Today the road ends at a chain-link fence, beyond which flows the river of traffic on Interstate 75. The earmark that would have built an interchange to connect Coconut Road to I-75 was, like the bridge, smudged with the fingerprints of Alaska's Republican Rep. Don Young, who in 2005 was chairman of the House Transportation and Infrastructure Committee. But this story involves more than one political vulgarian's wretched excesses. It also illustrates how Republicans earned their most recent and coming drubbings.

On July 29, 2005, the House and Senate passed legislation granting Lee County's request for $10 million for "widening and improvements for I-75" to facilitate evacuations during hurricanes. But on Feb. 19, 2005, Young had been in Bonita Springs near Fort Myers, collecting $40,000 in campaign funds. The contributors included developer Daniel Aronoff, a prolific supporter of Republicans and owner of about 4,000 acres along Coconut Road. The value of that land would be enhanced if Coconut Road were connected to I-75 by an interchange that would be adjacent to 1,200 of Aronoff's acres.

When the legislation reached the president on Aug. 10, 2005, the language about widening I-75 had been mysteriously deleted and replaced by "Coconut Rd. interchange I-75/ Lee County." So $10 million was to be spent for a project neither the House nor the Senate voted for, that Lee County did not want, and that someone unknown wrote into the legislation. But the Constitution says: "Every bill ... shall have passed the House of Representatives and the Senate" before it becomes law.


Young at first said the local congressman, Connie Mack, asked for the change. Mack denied that. In January 2006, Young, who subsequently changed his tune, warned Lee County that it could not spend the $10 million for the widening project it requested. Young says local residents requested the interchange project instead. But many residents, not including the developers who are Young's benefactors, oppose it for environmental and traffic reasons.

There are two mysteries: Who surreptitiously perverted the will of Congress? And why is Congress not angry and eager to identify the culprit?
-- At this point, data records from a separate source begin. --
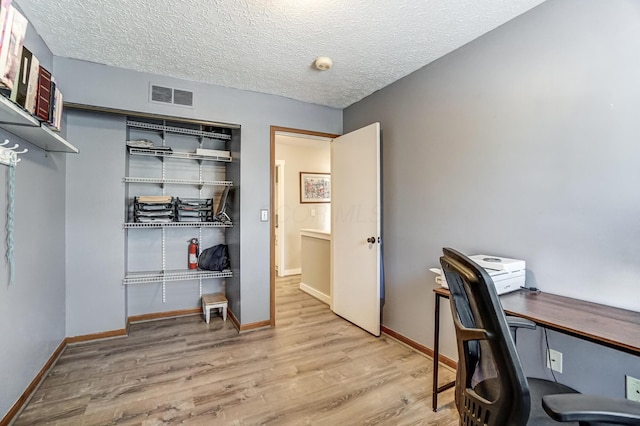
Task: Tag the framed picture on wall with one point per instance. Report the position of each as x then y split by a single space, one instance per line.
315 187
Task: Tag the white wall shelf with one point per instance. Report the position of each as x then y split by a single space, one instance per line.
142 277
176 154
19 122
178 130
131 179
179 225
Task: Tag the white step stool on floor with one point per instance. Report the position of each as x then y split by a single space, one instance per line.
214 301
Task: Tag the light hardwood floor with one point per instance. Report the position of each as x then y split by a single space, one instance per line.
314 368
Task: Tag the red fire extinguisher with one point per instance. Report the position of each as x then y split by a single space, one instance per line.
194 251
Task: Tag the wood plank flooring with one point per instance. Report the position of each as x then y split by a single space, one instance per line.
314 368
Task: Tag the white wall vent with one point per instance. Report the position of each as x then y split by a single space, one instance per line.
169 95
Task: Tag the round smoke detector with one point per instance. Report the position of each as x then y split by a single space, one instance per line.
323 63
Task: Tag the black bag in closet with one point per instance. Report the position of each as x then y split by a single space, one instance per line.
214 258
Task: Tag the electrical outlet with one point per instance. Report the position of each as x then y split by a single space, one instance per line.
633 388
554 360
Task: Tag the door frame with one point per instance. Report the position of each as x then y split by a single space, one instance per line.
272 249
279 220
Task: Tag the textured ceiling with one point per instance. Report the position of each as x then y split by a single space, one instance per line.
269 46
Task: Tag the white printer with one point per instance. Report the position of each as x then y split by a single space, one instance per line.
507 274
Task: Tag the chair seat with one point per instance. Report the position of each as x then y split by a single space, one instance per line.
539 388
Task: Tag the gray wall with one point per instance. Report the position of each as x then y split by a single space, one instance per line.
99 85
32 310
523 143
94 215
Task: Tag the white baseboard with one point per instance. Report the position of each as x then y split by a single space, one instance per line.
315 293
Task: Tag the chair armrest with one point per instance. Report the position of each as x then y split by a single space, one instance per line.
587 408
517 322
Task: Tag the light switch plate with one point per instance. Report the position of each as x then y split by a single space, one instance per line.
633 388
554 360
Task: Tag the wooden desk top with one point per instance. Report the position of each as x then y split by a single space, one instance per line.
613 327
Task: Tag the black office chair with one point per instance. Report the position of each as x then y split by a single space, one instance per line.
491 388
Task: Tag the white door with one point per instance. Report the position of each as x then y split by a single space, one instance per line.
355 227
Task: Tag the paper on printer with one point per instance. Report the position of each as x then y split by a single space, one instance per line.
507 274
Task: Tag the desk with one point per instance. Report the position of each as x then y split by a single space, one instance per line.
613 327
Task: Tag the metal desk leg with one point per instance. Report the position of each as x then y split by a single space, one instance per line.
436 353
436 357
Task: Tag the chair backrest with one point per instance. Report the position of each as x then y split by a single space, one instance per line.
491 388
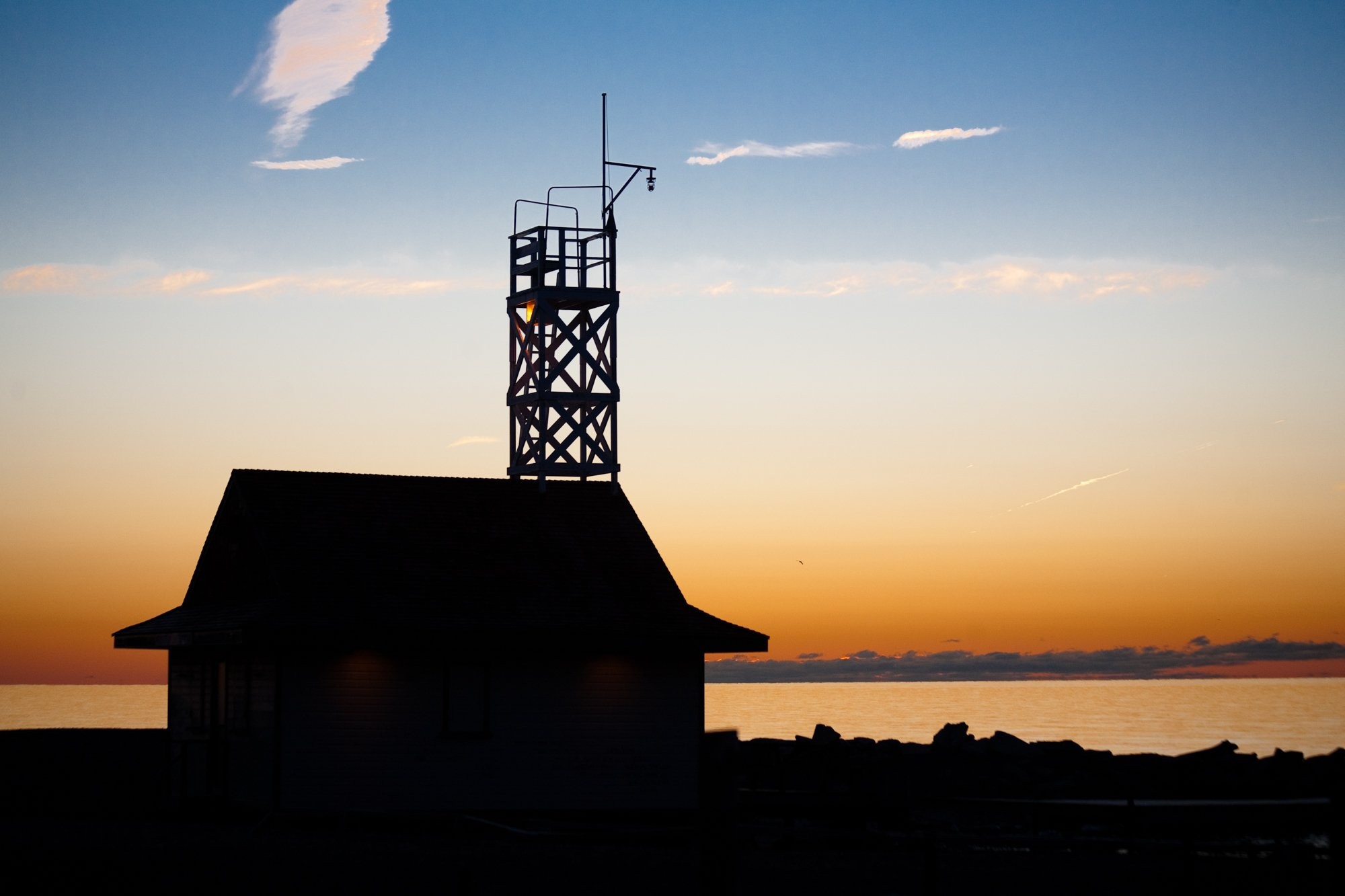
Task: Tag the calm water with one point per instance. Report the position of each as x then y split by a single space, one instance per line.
1122 716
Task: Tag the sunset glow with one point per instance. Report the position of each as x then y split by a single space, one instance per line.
926 346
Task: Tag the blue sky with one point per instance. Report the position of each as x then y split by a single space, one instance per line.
1135 272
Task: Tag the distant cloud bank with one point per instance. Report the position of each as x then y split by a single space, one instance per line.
307 165
317 49
1063 279
1199 658
473 440
913 139
753 149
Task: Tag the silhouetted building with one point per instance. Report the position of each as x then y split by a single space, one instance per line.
418 643
415 643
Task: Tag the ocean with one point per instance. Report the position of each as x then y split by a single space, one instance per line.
1169 717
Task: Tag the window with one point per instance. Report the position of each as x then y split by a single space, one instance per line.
466 700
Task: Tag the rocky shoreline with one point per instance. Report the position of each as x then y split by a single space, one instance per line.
777 815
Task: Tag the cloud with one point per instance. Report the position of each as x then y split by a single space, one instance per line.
178 280
754 149
1073 279
68 279
317 49
307 165
1199 658
473 440
913 139
337 286
139 279
1078 485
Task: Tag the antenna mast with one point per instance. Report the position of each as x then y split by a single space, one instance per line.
563 335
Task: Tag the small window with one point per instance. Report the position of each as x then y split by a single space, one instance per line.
466 700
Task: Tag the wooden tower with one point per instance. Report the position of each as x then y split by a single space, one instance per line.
563 306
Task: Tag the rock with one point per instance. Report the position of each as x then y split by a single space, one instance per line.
1222 749
953 736
1007 744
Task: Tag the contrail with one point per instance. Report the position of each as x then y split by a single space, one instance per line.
1086 482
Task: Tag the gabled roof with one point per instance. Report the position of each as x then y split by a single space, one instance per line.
313 557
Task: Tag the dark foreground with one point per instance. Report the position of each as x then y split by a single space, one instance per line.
806 815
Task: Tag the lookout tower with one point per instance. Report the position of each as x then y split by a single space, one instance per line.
563 304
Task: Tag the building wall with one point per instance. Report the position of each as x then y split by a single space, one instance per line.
221 724
368 732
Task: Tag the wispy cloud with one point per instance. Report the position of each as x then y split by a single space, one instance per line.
337 286
317 49
307 165
1078 485
1199 658
1073 279
473 440
69 279
913 139
177 282
139 279
718 153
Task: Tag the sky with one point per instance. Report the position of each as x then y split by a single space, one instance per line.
953 331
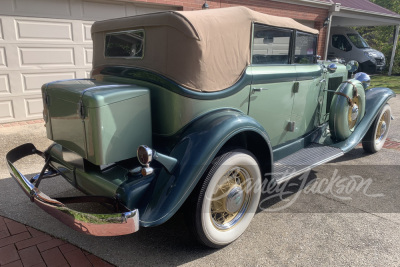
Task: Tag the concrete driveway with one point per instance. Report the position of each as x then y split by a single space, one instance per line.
353 221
It seems reasonable to suspect that the answer to the first question is: Young or an agent of his. The answer, or answers, to the second question probably is, or are: Because Young is powerful -- and perhaps also because such violations of legislative due process have been committed on behalf of other members.

Fortunately, Senate rules enable an obdurate individual to force the institution to sit up and take notice. One such mechanism is a "hold," by which a senator can halt a bill. Freshman Sen. Tom Coburn is an Oklahoma Republican who happily has not learned the Senate ethic of playing nicely with others. He has put a hold on the bill that corrects technical problems in the 2005 highway bill. On Dec. 18, he announced that he will block that bill -- and its slew of earmarks; that will get members' attention -- if the bill "does not require a full and open investigation of the events leading up to the unauthorized revision of congressionally passed legislation." Coburn demands "a select committee, comprised of members of both the House and Senate," because "secret, improper and unauthorized changes to congressionally passed legislation call into question the integrity of our entire constitutional and legislative process."


Seven weeks have passed and nothing has happened. Young, 74, one of whose former aides pleaded guilty to bribery charges involving the jailed lobbyist Jack Abramoff, is the subject of an FBI investigation concerning another matter, and faces strong opposition to a 19th term. Recently, two more House Republicans -- the total is now 28 -- announced their retirements, evidence that Republicans do not expect soon to end their minority status that began 17 months after the Coconut Road earmark alteration.

In his State of the Union address, the president vowed to veto any appropriation bill "that does not cut the number and cost of earmarks in half." Coburn tartly notes that although Congress hardly needs 5,500 earmarks -- half of last year's total -- the president's goal would be met if Republicans themselves quit earmarking. That fact goes far to explain the Republicans' current and future minority status.